University essay from Lunds universitet/Geologiska institutionen

Abstract: During the early Mesozoic two mass-extinction events profoundly reshaped the world’s biota. The first of these took place at the end of the Triassic and affected both marine organisms and terrestrial floras. The second occurred as an oceanic anoxic event during the early Toarcian. Although the Late Triassic floral assemblages of Australia have been the focus of many studies, there have been few investigations of the recovery succession of the following Jurassic period. This study investigates an Early Jurassic terrestrial fossil assemblage from the Inverleigh quarry, Clarence-Moreton Basin, eastern Australia, deposited between these events. The Inverleigh sediments belong to the Marburg Subgroup, an entirely non-marine succession characterised by a low diversity flora. The assemblage is overwhelmingly dominated by a single conifer taxon, Allocladus helgei sp. nov, but ferns and possible lycophytes occur in low numbers. The macroflora is supplemented by an array of dispersed cuticle fragments with well preserved stomata and charcoalified wood. Other mesofossils include five megaspore species, here described under open nomenclature.
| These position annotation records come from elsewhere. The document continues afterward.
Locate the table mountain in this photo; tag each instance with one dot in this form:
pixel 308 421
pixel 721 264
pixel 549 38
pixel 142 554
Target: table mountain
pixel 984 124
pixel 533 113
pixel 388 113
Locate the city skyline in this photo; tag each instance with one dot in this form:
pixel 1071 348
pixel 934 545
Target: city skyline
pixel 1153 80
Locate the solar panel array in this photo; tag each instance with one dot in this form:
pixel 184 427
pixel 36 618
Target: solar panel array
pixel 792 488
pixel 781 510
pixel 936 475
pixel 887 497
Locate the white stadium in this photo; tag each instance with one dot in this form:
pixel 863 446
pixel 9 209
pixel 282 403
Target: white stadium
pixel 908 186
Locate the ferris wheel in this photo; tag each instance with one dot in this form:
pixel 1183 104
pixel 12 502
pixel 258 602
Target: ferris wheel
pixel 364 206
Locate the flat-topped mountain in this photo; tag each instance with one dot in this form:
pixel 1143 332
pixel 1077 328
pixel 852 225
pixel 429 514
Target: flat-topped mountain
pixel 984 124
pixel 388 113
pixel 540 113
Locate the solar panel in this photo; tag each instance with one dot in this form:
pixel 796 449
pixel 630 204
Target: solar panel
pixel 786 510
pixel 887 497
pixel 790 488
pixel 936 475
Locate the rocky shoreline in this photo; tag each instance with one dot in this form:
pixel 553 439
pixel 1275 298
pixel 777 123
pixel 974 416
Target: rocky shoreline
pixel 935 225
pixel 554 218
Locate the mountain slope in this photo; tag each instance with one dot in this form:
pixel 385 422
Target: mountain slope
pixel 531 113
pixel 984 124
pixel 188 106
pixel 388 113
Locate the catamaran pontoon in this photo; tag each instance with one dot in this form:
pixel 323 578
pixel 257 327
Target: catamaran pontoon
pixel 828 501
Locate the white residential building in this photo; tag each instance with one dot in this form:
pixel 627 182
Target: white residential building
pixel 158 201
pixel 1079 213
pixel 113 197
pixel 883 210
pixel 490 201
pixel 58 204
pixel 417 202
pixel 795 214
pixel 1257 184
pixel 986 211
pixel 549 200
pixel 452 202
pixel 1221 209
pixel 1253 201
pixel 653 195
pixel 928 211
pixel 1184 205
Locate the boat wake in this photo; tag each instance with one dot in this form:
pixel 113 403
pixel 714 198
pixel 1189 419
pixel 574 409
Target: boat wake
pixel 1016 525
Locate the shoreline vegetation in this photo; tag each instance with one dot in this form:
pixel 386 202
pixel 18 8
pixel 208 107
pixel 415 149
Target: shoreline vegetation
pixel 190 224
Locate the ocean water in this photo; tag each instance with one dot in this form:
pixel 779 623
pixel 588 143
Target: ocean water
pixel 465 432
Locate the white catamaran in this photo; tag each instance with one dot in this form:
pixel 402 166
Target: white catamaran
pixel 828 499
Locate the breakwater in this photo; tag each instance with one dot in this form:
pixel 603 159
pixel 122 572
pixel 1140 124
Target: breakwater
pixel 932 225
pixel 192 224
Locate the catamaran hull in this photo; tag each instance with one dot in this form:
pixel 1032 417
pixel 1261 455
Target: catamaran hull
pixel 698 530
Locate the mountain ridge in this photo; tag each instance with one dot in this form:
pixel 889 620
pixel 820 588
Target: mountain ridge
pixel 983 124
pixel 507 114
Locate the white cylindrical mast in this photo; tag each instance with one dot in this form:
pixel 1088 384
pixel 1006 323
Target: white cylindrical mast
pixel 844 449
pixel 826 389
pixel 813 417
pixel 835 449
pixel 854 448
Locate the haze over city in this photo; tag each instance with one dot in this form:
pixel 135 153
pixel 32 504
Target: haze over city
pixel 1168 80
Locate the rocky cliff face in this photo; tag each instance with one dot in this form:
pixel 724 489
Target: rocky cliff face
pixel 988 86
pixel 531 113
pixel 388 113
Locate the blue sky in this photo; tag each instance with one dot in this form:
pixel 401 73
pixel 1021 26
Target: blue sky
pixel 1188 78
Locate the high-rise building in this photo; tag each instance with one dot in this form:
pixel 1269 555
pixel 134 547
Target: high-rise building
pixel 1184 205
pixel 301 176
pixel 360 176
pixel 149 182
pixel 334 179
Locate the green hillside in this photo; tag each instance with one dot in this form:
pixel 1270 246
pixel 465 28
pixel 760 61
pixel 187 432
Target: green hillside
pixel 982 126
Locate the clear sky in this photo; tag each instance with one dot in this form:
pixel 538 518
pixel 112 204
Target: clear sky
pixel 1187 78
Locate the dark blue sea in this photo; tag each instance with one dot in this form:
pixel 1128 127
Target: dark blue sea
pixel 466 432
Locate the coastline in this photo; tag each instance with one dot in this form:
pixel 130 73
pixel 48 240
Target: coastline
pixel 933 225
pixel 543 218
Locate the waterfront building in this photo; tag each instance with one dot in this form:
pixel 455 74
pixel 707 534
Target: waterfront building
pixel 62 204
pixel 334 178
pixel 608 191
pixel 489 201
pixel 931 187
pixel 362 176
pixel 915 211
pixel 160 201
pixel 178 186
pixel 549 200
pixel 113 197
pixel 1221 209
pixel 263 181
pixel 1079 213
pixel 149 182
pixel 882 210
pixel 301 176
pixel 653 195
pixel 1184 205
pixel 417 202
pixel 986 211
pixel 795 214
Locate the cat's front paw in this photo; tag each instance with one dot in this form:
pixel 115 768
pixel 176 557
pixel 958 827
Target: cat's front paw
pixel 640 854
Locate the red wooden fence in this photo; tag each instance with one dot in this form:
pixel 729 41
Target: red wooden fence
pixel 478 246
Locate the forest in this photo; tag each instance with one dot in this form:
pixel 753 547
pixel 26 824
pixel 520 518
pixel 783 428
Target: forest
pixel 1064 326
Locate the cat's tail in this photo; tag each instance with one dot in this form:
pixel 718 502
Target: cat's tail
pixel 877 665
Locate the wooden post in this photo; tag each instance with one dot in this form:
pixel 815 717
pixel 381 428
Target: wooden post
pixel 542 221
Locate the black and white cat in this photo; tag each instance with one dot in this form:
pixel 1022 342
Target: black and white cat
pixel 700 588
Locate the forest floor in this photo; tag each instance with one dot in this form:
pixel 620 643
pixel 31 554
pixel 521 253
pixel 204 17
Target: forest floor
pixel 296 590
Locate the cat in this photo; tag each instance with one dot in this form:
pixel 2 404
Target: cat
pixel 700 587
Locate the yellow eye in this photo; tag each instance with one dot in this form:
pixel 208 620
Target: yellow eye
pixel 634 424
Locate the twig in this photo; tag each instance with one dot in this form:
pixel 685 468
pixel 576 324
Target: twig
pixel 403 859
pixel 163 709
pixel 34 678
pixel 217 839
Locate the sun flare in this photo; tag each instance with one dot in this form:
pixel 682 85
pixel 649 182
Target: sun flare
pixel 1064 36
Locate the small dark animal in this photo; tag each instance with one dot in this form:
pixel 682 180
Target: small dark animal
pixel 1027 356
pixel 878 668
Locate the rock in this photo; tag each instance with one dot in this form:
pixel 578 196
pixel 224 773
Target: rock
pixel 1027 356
Additionally, a small assemblage of clitellate annelid cocoons was recovered from the organic residues. The palaeoenvironment is interpreted as waterlogged or frequently inundated floodplain based on the dominant fine-grained lithology and the presence in the fossil assemblage of many free-sporing ferns and isoetaleans, which are dependent on moisture for reproduction. The frequent exposure to flooding would have imposed environmental stresses on the plants growing at the site. This resulted in a low diversity plant community, dominated by species adapted to moist, high-latitude conditions.